PAUL G. BYRON, District Judge.
This cause comes before the Court on pro se Plaintiffs' Amended Motion to Certify Interlocutory Appeal and to Stay Proceedings (Doc. 71), filed November 21, 2016. The Court does not require the benefit of Defendants' response to duly resolve the motion. Upon consideration, Plaintiffs' motion will be denied.
Pro se Plaintiffs, James E. Baumann and Debora K. Baumann, initiated this lawsuit on November 17, 2015 against a number of entities, including the current Defendants, Bank of America, N.A. and Prober & Raphael. In their Amended Complaint, Plaintiffs seek to vindicate their rights under the Truth in Lending Act, the Fair Debt Collection Practices Act, the Florida Consumer Collection Practices Act, and a settlement agreement they executed with Bank of America. Plaintiffs essentially allege that they properly rescinded two mortgage obligations, but that Defendants continue to collect or attempt to collect on those mortgage obligations despite Plaintiffs' rescissions. On September 1, 2016, the Court granted in part and denied in part Defendants' respective motions to dismiss and dismissed a number of Plaintiffs' claims.
The Court begins by noting that the order which Plaintiffs ask the Court to certify for interlocutory appeal is a non-final order which is ordinarily not subject to immediate appellate review. See CSX Transp., Inc. v. Kissimmee Util. Auth., 153 F.3d 1283, 1285 (11th Cir. 1998) (per curiam). However, there are certain limited exceptions to the finality requirement which may permit interlocutory review of a non-final order. One such exception is found in 28 U.S.C. § 1292(b), which permits a district court to certify an interlocutory order for appeal where the order "(1) involves a controlling question of law, (2) as to which there is substantial ground for difference of opinion, and (3) an immediate appeal from the order may materially advance the ultimate termination of the litigation." Harris v. Luckey, 918 F.2d 888, 892 (11th Cir. 1990). The certification of an interlocutory appeal is an exceptional remedy, and the party moving for certification bears the heavy burden of demonstrating that immediate appellate review is appropriate. See McFarlin v. Conseco Servs., LLC, 381 F.3d 1251, 1264 (11th Cir. 2004).
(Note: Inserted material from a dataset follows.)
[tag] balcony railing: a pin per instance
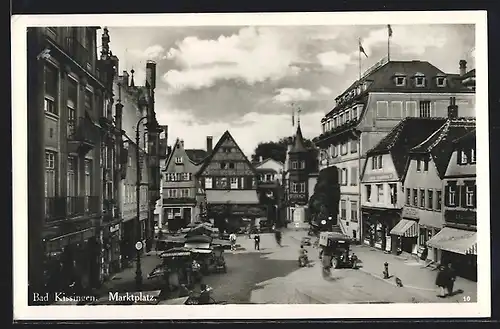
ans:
(78, 52)
(59, 208)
The Court finds that certification of an interlocutory appeal is unwarranted in this case because Plaintiffs fail to demonstrate a substantial ground for difference of opinion on the controlling question(s) of law which they ask the Court to certify. A substantial ground for difference of opinion may arise where the controlling question of law is difficult and of first impression, a difference of opinion exists on the question among the courts within the controlling circuit, or the circuits are split on the question. Consumer Fin. Prot. Bureau v. Frederick J. Hanna & Assocs., P.C., 165 F.Supp.3d 1330, 1335 (N.D. Ga. 2015). Conversely, a party's disagreement with how a district court applied or adjudicated the disputed question of law is insufficient to amount to a substantial difference of opinion. See McFarlin, 381 F.3d at 1259 ("The antithesis of a proper § 1292(b) appeal is one that turns on . . . whether the district court properly applied settled law to the facts or evidence of a particular case.").
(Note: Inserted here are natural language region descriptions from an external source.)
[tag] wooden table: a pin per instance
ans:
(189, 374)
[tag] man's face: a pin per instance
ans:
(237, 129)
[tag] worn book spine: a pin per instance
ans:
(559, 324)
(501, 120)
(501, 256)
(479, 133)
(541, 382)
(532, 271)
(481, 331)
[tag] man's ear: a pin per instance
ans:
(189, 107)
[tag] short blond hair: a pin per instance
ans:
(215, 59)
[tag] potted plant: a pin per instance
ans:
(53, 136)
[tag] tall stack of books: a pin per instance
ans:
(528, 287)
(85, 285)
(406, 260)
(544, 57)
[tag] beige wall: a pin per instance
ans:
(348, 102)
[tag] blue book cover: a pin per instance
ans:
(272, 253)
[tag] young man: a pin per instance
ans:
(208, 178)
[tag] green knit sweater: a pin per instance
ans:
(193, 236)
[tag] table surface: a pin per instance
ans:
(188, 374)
Here, Plaintiffs essentially ask the Court to certify this case for interlocutory appeal because Plaintiffs disagree with the Court's dismissal of certain claims and parties pursuant to Federal Rule of Civil Procedure 12(b)(6). This is not enough to amount to a substantial difference of opinion. See McFarlin, 381 F.3d at 1259. Further, upon review of Plaintiffs' operative complaint and the Court's order on the motions to dismiss, this case presents no questions of law which are difficult or of first impression.